According to an SCM World survey, 55 percent of respondents had an increase in international sales and 54 percent an increase in imports over the past 10 years, with one third selling into or sourcing from more than 100 countries. Forty percent imported more than half of their products and materials.
Minimizing duties, taxes and tariffs is one of the fastest and easiest ways to squeeze significant financial returns out of a company’s global supply chain. Yet most companies interviewed by SCM World “only became aware of the opportunity as a result of problems that emerged as their companies increased international sales and found new sources of supply.” The result is few companies use these tactics in making supply chain design decisions.
Any size importer or exporter can take advantage of a preferential trade program. However, many companies are unaware of how much money they could save by investing in their global trade operations and taking advantage of free trade zones, duty deferral, free trade agreements, and other preferential trade programs.
Utilizing these programs can significantly reduce costs from customs duties, taxes and tariffs; improve global market competitiveness; and minimize bureaucratic regulations. Further, standardized cross-border operations promotes a proactive approach to global supply chain operations, increases speed to market capabilities, enhances performance metrics and savings reports analysis, reduces manually intensive processes, and lowers supply chain risk.
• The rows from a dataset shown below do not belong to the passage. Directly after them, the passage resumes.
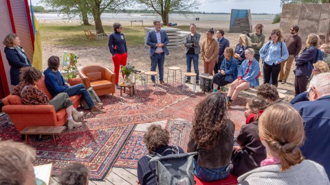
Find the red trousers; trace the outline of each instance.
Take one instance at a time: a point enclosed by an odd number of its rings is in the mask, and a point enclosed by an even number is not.
[[[116,84],[118,84],[119,81],[119,70],[120,69],[120,65],[126,66],[127,62],[127,52],[118,54],[116,53],[115,56],[112,56],[112,61],[113,61],[113,65],[115,66],[115,74],[116,74]],[[122,73],[122,77],[124,77],[124,74]]]

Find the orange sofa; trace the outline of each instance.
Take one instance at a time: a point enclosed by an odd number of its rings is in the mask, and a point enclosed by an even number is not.
[[[87,66],[79,70],[79,76],[86,88],[92,87],[96,95],[102,96],[116,92],[116,74],[100,66]]]
[[[46,88],[43,77],[36,86],[50,99],[53,98]],[[80,97],[70,97],[74,108],[80,105]],[[19,132],[28,126],[63,126],[67,121],[65,108],[55,112],[51,105],[24,105],[19,96],[12,95],[3,99],[2,101],[5,105],[2,111],[9,115]]]

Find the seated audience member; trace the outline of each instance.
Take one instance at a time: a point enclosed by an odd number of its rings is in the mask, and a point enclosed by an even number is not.
[[[244,112],[245,123],[236,138],[239,146],[234,146],[230,172],[236,176],[260,166],[266,158],[265,147],[258,134],[258,119],[267,108],[267,101],[262,97],[253,97],[248,101]]]
[[[260,66],[259,62],[253,58],[254,51],[248,48],[245,51],[246,60],[244,60],[239,69],[238,77],[229,87],[227,94],[228,106],[236,99],[241,90],[249,88],[250,86],[259,86]]]
[[[0,141],[0,184],[36,184],[36,150],[22,143]]]
[[[318,62],[313,64],[314,69],[311,72],[311,76],[309,79],[311,80],[313,77],[320,73],[330,72],[328,64],[325,63],[323,61],[319,60]],[[296,95],[291,101],[291,104],[294,104],[298,102],[309,101],[308,99],[308,92],[301,92],[300,94]]]
[[[223,95],[212,93],[195,110],[187,151],[198,152],[193,160],[194,173],[203,181],[229,175],[235,125],[228,118],[226,101]]]
[[[48,59],[48,68],[43,72],[45,84],[52,96],[55,97],[60,92],[67,92],[69,97],[81,95],[82,98],[91,108],[91,112],[104,113],[104,111],[98,108],[102,103],[93,101],[84,84],[80,84],[70,86],[58,71],[59,66],[60,58],[58,56],[51,56]]]
[[[320,47],[320,49],[324,53],[323,61],[330,66],[330,45],[323,44]]]
[[[265,110],[258,122],[267,158],[261,167],[239,177],[239,184],[330,184],[321,165],[304,160],[299,149],[305,138],[304,123],[294,108],[275,103]],[[318,152],[322,153],[329,153]]]
[[[256,96],[265,99],[268,106],[282,101],[280,100],[276,86],[270,84],[263,84],[258,87]]]
[[[301,151],[305,158],[322,165],[330,175],[330,73],[313,77],[308,92],[309,101],[293,105],[305,123],[306,139]]]
[[[61,169],[60,185],[88,185],[88,169],[79,162],[72,162]]]
[[[239,67],[242,64],[243,61],[245,60],[245,55],[244,51],[251,47],[251,39],[246,34],[239,35],[239,40],[237,45],[236,45],[235,51],[233,57],[237,59],[237,64]],[[252,56],[253,57],[253,56]]]
[[[237,77],[237,60],[232,58],[234,50],[226,47],[223,55],[225,58],[221,62],[220,70],[213,76],[213,92],[217,92],[219,86],[230,84]]]
[[[72,101],[66,92],[57,94],[51,100],[45,92],[36,87],[36,83],[43,77],[41,72],[34,67],[25,67],[21,69],[21,82],[12,90],[12,95],[21,97],[22,103],[25,105],[52,105],[57,112],[65,108],[67,115],[67,127],[72,130],[82,124],[76,122],[84,115],[74,108]]]
[[[163,152],[170,148],[168,145],[170,134],[168,131],[163,129],[160,125],[153,124],[146,128],[146,132],[143,136],[143,142],[146,144],[146,149],[149,153],[155,152],[162,155]],[[184,150],[179,147],[179,152],[184,153]],[[163,156],[171,154],[171,151],[166,151]],[[148,154],[151,156],[151,154]],[[141,185],[155,185],[156,184],[156,177],[155,171],[152,171],[149,168],[149,160],[151,158],[146,156],[141,158],[138,162],[138,184]],[[155,171],[155,163],[151,163],[153,171]]]

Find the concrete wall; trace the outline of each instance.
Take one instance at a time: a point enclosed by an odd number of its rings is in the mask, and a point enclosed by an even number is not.
[[[280,28],[289,34],[293,25],[299,26],[298,34],[305,42],[309,34],[327,35],[330,25],[330,4],[285,4],[282,9]]]

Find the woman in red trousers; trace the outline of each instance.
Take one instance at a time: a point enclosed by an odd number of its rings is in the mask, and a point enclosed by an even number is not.
[[[119,89],[119,70],[120,65],[126,66],[127,61],[127,47],[126,46],[125,36],[122,33],[122,25],[119,23],[113,23],[113,30],[109,36],[109,49],[112,55],[112,61],[115,66],[116,88]],[[124,74],[122,74],[124,77]]]

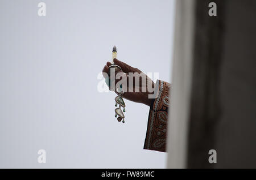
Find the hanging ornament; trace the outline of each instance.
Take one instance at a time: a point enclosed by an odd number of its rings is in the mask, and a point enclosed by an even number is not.
[[[108,75],[109,77],[110,77],[110,69],[114,68],[114,72],[117,72],[122,70],[122,68],[118,65],[115,65],[114,63],[113,59],[117,58],[117,48],[115,46],[114,46],[112,50],[112,64],[109,67]],[[109,79],[109,87],[110,87],[110,80]],[[115,117],[117,118],[117,121],[118,122],[122,121],[125,123],[125,115],[123,113],[125,112],[125,103],[123,101],[122,96],[124,93],[123,90],[122,89],[122,85],[120,85],[120,88],[117,88],[117,92],[118,96],[115,97],[115,106],[117,107],[119,105],[119,108],[115,108]],[[123,109],[122,110],[122,108]]]

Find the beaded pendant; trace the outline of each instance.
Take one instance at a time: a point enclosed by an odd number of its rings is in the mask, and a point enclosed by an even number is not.
[[[123,121],[122,121],[122,122],[125,123],[125,115],[123,114],[123,113],[125,112],[125,103],[122,97],[123,94],[123,91],[121,88],[118,88],[117,91],[119,95],[115,98],[115,107],[117,107],[119,105],[119,108],[115,109],[115,117],[117,118],[117,121],[118,122],[121,122],[122,119]],[[123,108],[123,110],[122,110],[122,108]]]

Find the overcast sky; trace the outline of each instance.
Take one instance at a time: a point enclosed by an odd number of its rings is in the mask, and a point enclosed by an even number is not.
[[[115,95],[98,87],[114,45],[118,59],[170,82],[174,4],[1,0],[0,168],[164,168],[167,153],[143,149],[149,107],[125,100],[119,123]]]

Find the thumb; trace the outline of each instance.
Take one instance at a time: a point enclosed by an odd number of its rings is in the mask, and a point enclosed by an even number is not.
[[[119,61],[118,59],[117,59],[116,58],[114,58],[113,59],[113,61],[115,65],[118,65],[119,66],[121,67],[121,68],[122,68],[122,70],[125,73],[133,72],[135,72],[137,71],[136,70],[137,68],[133,67],[128,65],[127,64],[124,63],[123,62]]]

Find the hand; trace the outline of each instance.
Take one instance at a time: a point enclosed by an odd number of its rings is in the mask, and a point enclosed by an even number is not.
[[[133,67],[117,59],[114,59],[114,63],[115,65],[120,66],[122,68],[122,71],[116,72],[116,75],[120,75],[121,74],[119,72],[121,72],[122,74],[125,74],[125,76],[127,78],[127,79],[126,80],[127,80],[127,89],[128,90],[127,91],[127,92],[125,92],[123,95],[123,97],[129,100],[135,102],[143,103],[148,106],[150,106],[152,98],[148,98],[148,95],[153,93],[150,93],[148,89],[154,89],[155,86],[155,83],[154,83],[154,82],[144,73],[143,73],[137,68]],[[111,65],[112,63],[110,62],[108,62],[106,63],[106,65],[104,66],[102,70],[102,74],[105,78],[108,78],[108,76],[106,75],[106,74],[109,71],[109,67]],[[128,75],[127,74],[129,72],[133,73],[133,75]],[[130,74],[131,74],[130,73]],[[133,78],[133,84],[129,84],[129,78]],[[119,78],[117,77],[116,79]],[[138,81],[139,82],[139,83],[135,83],[136,79],[139,80]],[[144,79],[144,80],[142,79]],[[119,81],[123,80],[124,79],[121,79],[121,80],[116,80],[115,81],[115,84],[116,84],[116,83],[117,83]],[[124,85],[125,84],[123,84],[123,89]],[[144,91],[145,89],[146,91]],[[135,90],[137,91],[135,91]],[[137,92],[138,91],[139,92]],[[115,92],[117,93],[116,91],[115,91]]]

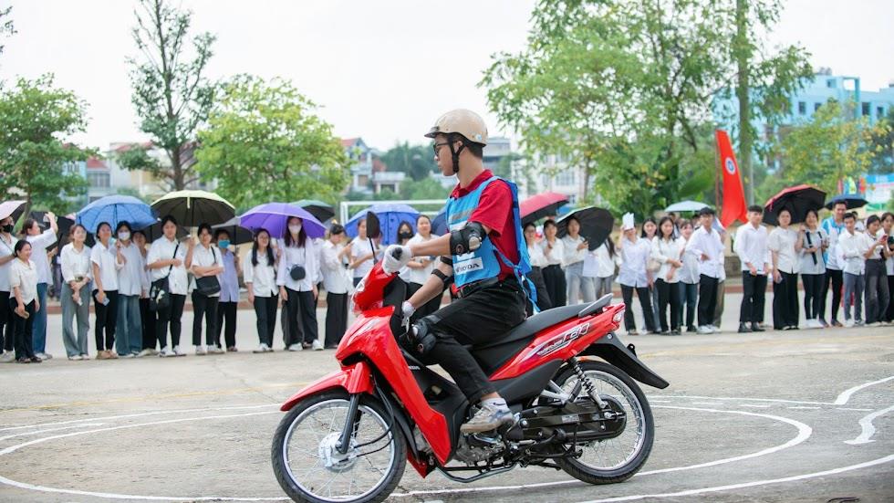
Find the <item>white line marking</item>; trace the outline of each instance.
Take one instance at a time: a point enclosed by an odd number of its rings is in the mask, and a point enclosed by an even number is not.
[[[697,494],[712,493],[712,492],[721,492],[721,491],[731,491],[734,489],[743,489],[745,487],[754,487],[757,486],[769,486],[770,484],[782,484],[785,482],[795,482],[798,480],[806,480],[808,478],[816,478],[818,477],[827,477],[830,475],[838,475],[844,472],[849,472],[852,470],[858,470],[861,468],[868,468],[869,466],[875,466],[876,465],[883,465],[885,463],[889,463],[894,461],[894,454],[886,456],[885,457],[879,457],[878,459],[873,459],[872,461],[867,461],[865,463],[860,463],[858,465],[850,465],[849,466],[842,466],[840,468],[832,468],[830,470],[826,470],[822,472],[814,472],[804,475],[795,475],[793,477],[785,477],[783,478],[771,478],[768,480],[755,480],[754,482],[743,482],[742,484],[730,484],[728,486],[715,486],[713,487],[702,487],[701,489],[689,489],[685,491],[680,491],[676,493],[664,493],[664,494],[639,494],[633,496],[622,496],[620,498],[609,498],[607,499],[593,499],[590,501],[586,501],[582,503],[609,503],[613,501],[632,501],[635,499],[646,499],[647,498],[677,498],[681,496],[693,496]]]
[[[859,444],[868,444],[869,442],[875,442],[875,440],[869,440],[872,435],[876,434],[876,427],[872,425],[872,422],[875,418],[879,415],[888,414],[894,411],[894,405],[888,407],[887,409],[882,409],[880,411],[876,411],[870,414],[868,414],[860,419],[860,428],[863,430],[860,435],[853,440],[845,440],[845,444],[850,444],[851,445],[858,445]]]
[[[847,403],[847,401],[850,400],[850,396],[852,394],[854,394],[855,393],[862,390],[863,388],[868,388],[869,386],[875,386],[876,384],[881,384],[882,382],[887,382],[888,381],[890,381],[892,379],[894,379],[894,375],[892,375],[890,377],[886,377],[884,379],[879,379],[878,381],[872,381],[870,382],[864,382],[864,383],[862,383],[862,384],[860,384],[858,386],[854,386],[853,388],[850,388],[849,390],[845,390],[844,392],[841,393],[841,394],[838,395],[837,398],[835,399],[835,404],[836,405],[844,405],[844,404]]]
[[[741,415],[752,415],[752,416],[754,416],[754,417],[766,417],[766,418],[773,419],[773,420],[775,420],[775,421],[781,421],[783,423],[787,423],[787,424],[795,426],[795,428],[798,429],[798,434],[794,438],[792,438],[788,442],[785,442],[785,444],[781,444],[779,445],[769,447],[769,448],[764,449],[763,451],[758,451],[758,452],[755,452],[755,453],[746,454],[746,455],[743,455],[743,456],[734,456],[734,457],[727,457],[727,458],[723,458],[723,459],[718,459],[718,460],[715,460],[715,461],[709,461],[707,463],[700,463],[698,465],[690,465],[690,466],[674,466],[674,467],[671,467],[671,468],[661,468],[661,469],[658,469],[658,470],[650,470],[650,471],[645,471],[645,472],[639,472],[639,473],[636,474],[634,477],[639,477],[639,476],[644,476],[644,475],[655,475],[655,474],[668,473],[668,472],[678,472],[678,471],[682,471],[682,470],[692,470],[692,469],[696,469],[696,468],[703,468],[703,467],[706,467],[706,466],[715,466],[717,465],[723,465],[723,464],[726,464],[726,463],[733,463],[734,461],[742,461],[743,459],[750,459],[750,458],[757,457],[757,456],[766,456],[768,454],[773,454],[773,453],[775,453],[775,452],[779,452],[779,451],[781,451],[783,449],[787,449],[789,447],[795,446],[795,445],[796,445],[804,442],[805,440],[806,440],[810,436],[810,435],[813,433],[813,430],[810,428],[810,426],[805,424],[804,423],[801,423],[800,421],[795,421],[794,419],[789,419],[787,417],[780,417],[778,415],[770,415],[770,414],[766,414],[750,413],[750,412],[745,412],[745,411],[727,411],[727,410],[720,410],[720,409],[700,409],[700,408],[694,408],[694,407],[677,407],[677,406],[670,406],[670,405],[653,405],[652,408],[653,409],[659,409],[659,408],[660,408],[660,409],[678,409],[678,410],[683,410],[683,411],[714,412],[714,413],[723,413],[723,414],[741,414]],[[524,486],[491,486],[491,487],[465,487],[465,488],[456,488],[456,489],[421,490],[421,491],[409,491],[409,492],[406,492],[406,493],[392,493],[391,494],[391,497],[392,498],[402,498],[402,497],[408,497],[408,496],[424,496],[424,495],[436,495],[436,494],[462,494],[462,493],[470,493],[470,492],[478,492],[478,491],[500,491],[500,490],[507,490],[507,489],[529,489],[529,488],[535,488],[535,487],[554,487],[554,486],[566,486],[566,485],[568,485],[568,484],[577,484],[577,483],[578,483],[578,481],[577,481],[577,480],[559,480],[559,481],[556,481],[556,482],[539,482],[539,483],[536,483],[536,484],[525,484]]]

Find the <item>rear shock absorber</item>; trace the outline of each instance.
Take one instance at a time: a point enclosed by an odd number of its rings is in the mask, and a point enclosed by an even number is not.
[[[584,369],[580,368],[580,361],[578,361],[577,358],[572,358],[570,362],[571,368],[574,370],[575,374],[577,375],[577,381],[584,385],[587,394],[589,395],[593,402],[596,402],[596,404],[599,406],[600,411],[605,410],[607,404],[599,396],[599,393],[596,393],[596,386],[593,385],[593,382],[590,381],[590,378],[587,377],[587,374],[584,373]]]

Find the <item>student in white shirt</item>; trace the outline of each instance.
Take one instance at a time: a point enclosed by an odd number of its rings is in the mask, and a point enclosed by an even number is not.
[[[714,333],[720,329],[713,326],[717,308],[717,284],[722,276],[723,242],[720,233],[713,228],[714,210],[702,208],[699,212],[702,224],[686,243],[686,253],[699,261],[699,333]]]
[[[673,236],[675,226],[670,216],[662,217],[658,223],[658,234],[652,238],[651,258],[661,266],[655,275],[655,288],[658,290],[659,321],[661,335],[680,335],[680,282],[678,274],[683,267],[682,255],[686,247],[684,239]],[[670,305],[670,325],[668,327],[668,304]]]
[[[213,232],[208,224],[199,225],[199,246],[192,250],[192,259],[186,260],[186,268],[192,273],[190,285],[192,289],[192,345],[198,356],[224,352],[214,341],[217,337],[217,303],[221,299],[220,275],[224,273],[224,263],[221,252],[211,242]],[[203,278],[211,279],[203,283],[209,281],[213,284],[207,291],[203,291],[198,281]],[[205,344],[202,343],[203,318],[205,319]]]
[[[866,324],[881,325],[888,311],[890,292],[885,274],[885,260],[890,257],[888,236],[881,231],[881,220],[873,215],[866,219],[866,236],[870,241],[866,252]]]
[[[420,215],[416,219],[416,236],[414,236],[408,245],[412,246],[420,243],[425,243],[434,239],[434,236],[431,234],[431,220],[424,215]],[[410,267],[410,292],[409,295],[412,296],[416,293],[419,288],[422,288],[422,285],[428,281],[429,277],[431,276],[431,271],[434,270],[435,263],[439,260],[437,257],[413,257],[407,267]],[[441,299],[443,295],[435,296],[434,299],[420,306],[413,315],[411,317],[411,322],[415,323],[416,320],[421,318],[424,318],[434,311],[441,309]]]
[[[823,258],[828,242],[826,231],[819,228],[819,215],[809,210],[798,231],[801,242],[801,283],[804,285],[804,314],[808,329],[821,329],[828,323],[819,317],[822,311],[823,286],[826,284],[826,260]]]
[[[118,327],[118,271],[124,258],[111,244],[111,225],[97,225],[96,245],[90,250],[93,267],[93,309],[96,314],[94,335],[97,360],[114,360],[115,330]]]
[[[47,219],[49,222],[49,228],[43,232],[37,221],[33,218],[26,218],[22,225],[25,239],[31,243],[31,260],[37,267],[37,300],[42,309],[35,313],[32,331],[34,353],[41,360],[53,358],[53,355],[47,353],[47,288],[52,281],[47,248],[56,243],[56,235],[59,232],[56,224],[56,215],[52,212],[47,213]]]
[[[764,331],[762,314],[766,297],[766,278],[770,273],[770,249],[767,247],[764,207],[748,206],[748,223],[735,234],[733,251],[742,263],[742,307],[739,309],[739,333]]]
[[[326,343],[327,349],[335,349],[348,329],[348,292],[350,278],[345,268],[347,248],[344,245],[345,227],[333,224],[329,227],[329,238],[323,243],[320,272],[323,288],[326,288]]]
[[[866,253],[870,241],[857,230],[857,215],[845,214],[845,230],[838,236],[837,252],[845,284],[845,326],[863,325],[863,286]],[[854,299],[854,320],[850,318],[850,302]]]
[[[546,265],[546,257],[543,254],[543,248],[537,244],[537,227],[534,222],[525,225],[525,242],[527,244],[528,259],[531,261],[531,271],[526,276],[536,288],[537,308],[542,311],[546,310],[552,307],[549,303],[546,285],[543,280],[543,267]],[[527,315],[531,316],[534,313],[534,306],[530,299],[525,304]]]
[[[792,212],[783,208],[776,215],[779,225],[767,237],[773,257],[773,328],[793,330],[798,328],[798,270],[801,245],[797,232],[791,228]]]
[[[118,269],[118,321],[115,349],[121,358],[136,358],[142,351],[142,321],[140,316],[140,296],[143,291],[143,265],[140,248],[133,244],[132,229],[128,222],[115,228],[115,249],[123,260]]]
[[[276,286],[276,258],[270,246],[270,233],[258,229],[255,233],[252,251],[243,259],[248,301],[255,307],[257,318],[257,339],[260,342],[254,352],[273,351],[273,331],[276,328],[276,306],[279,303],[279,287]]]
[[[562,238],[565,248],[565,281],[568,285],[567,301],[569,304],[585,303],[596,300],[593,278],[584,276],[584,258],[589,244],[580,236],[580,222],[574,216],[568,218],[568,235]]]
[[[181,319],[183,316],[183,305],[186,303],[186,292],[189,288],[184,265],[187,258],[192,255],[195,242],[192,238],[183,243],[177,239],[177,220],[171,215],[161,218],[161,232],[163,236],[152,242],[146,256],[152,285],[167,283],[166,291],[170,297],[169,305],[155,313],[157,316],[155,333],[161,349],[159,356],[161,358],[186,356],[186,352],[180,347],[180,334],[182,328]],[[171,346],[168,345],[169,326]]]
[[[93,278],[90,247],[84,241],[87,229],[75,224],[68,229],[68,244],[62,247],[62,342],[68,360],[89,360],[87,334],[90,330],[90,296],[80,292],[89,290]],[[71,323],[77,319],[78,335]]]
[[[286,348],[290,351],[311,348],[321,351],[323,344],[317,323],[317,253],[300,218],[291,216],[286,224],[276,273],[279,298],[286,304],[288,323]]]
[[[553,220],[546,220],[543,225],[544,239],[540,243],[547,266],[543,269],[543,282],[546,286],[546,295],[549,303],[554,308],[567,304],[567,283],[565,272],[562,270],[562,260],[565,258],[565,245],[556,237],[558,226]]]
[[[44,253],[44,249],[40,253]],[[37,265],[31,260],[31,244],[22,239],[13,248],[16,258],[9,267],[9,287],[13,298],[13,338],[16,343],[16,362],[40,363],[41,358],[34,353],[32,330],[35,313],[40,310],[37,298]]]

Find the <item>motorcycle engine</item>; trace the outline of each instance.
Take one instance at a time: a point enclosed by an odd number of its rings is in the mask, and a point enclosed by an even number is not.
[[[489,461],[501,454],[504,449],[503,439],[499,435],[487,434],[463,435],[460,436],[456,446],[456,458],[466,465],[474,465],[482,461]]]

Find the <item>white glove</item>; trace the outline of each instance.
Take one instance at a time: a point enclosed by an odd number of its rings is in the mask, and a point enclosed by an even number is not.
[[[403,319],[409,320],[410,317],[416,312],[416,308],[410,303],[410,300],[404,300],[403,304],[400,306],[400,311],[403,313]]]
[[[395,257],[397,255],[400,258]],[[410,246],[400,246],[391,245],[385,249],[385,258],[382,262],[382,268],[389,274],[393,274],[402,269],[413,257],[413,252]]]

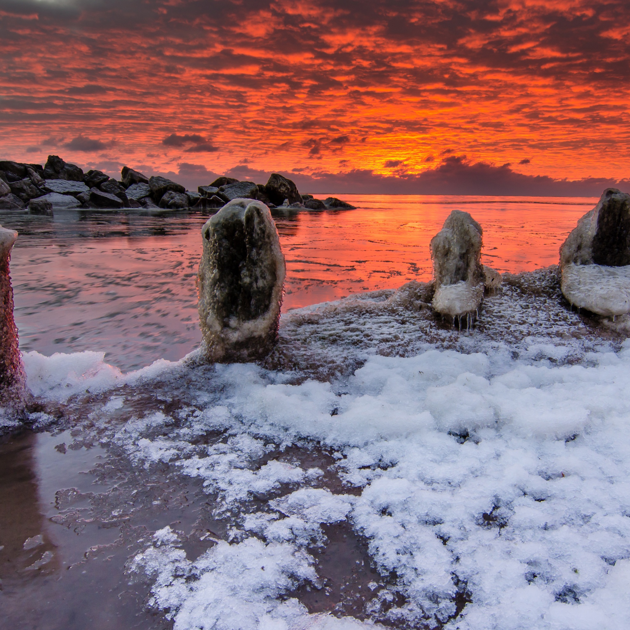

Reducing merchandise processing fees alone can save a company a substantial amount of money.
Below are four best practices for maximizing a company’s revenues by using a preferential trade program.
1. Assign accountability
Without a person or department in charge of determining and tracking duty, tariff and tax costs, a company may struggle with determining what these costs are and their impact on margins. Maximizing benefits from these programs also requires a process and system to compile the information and analyze it.
2. Simplify customs and cross-border operational processes
Often simplify is synonymous with standardize. In SCM World’s July Global Trade Management report, Tim Santo, executive global process leader for the customs shared services operation at GE, one of the world’s most diverse and profitable companies, highlighted how the company is leveraging its global scale to improve its market responsiveness, increase revenues and globally expand its business. It streamlined its cross-border operations by creating one single, global standard and process using a common architecture supported by technology and data. Having a single, complete data repository allows GE easily run reports and track its savings, spend and risk.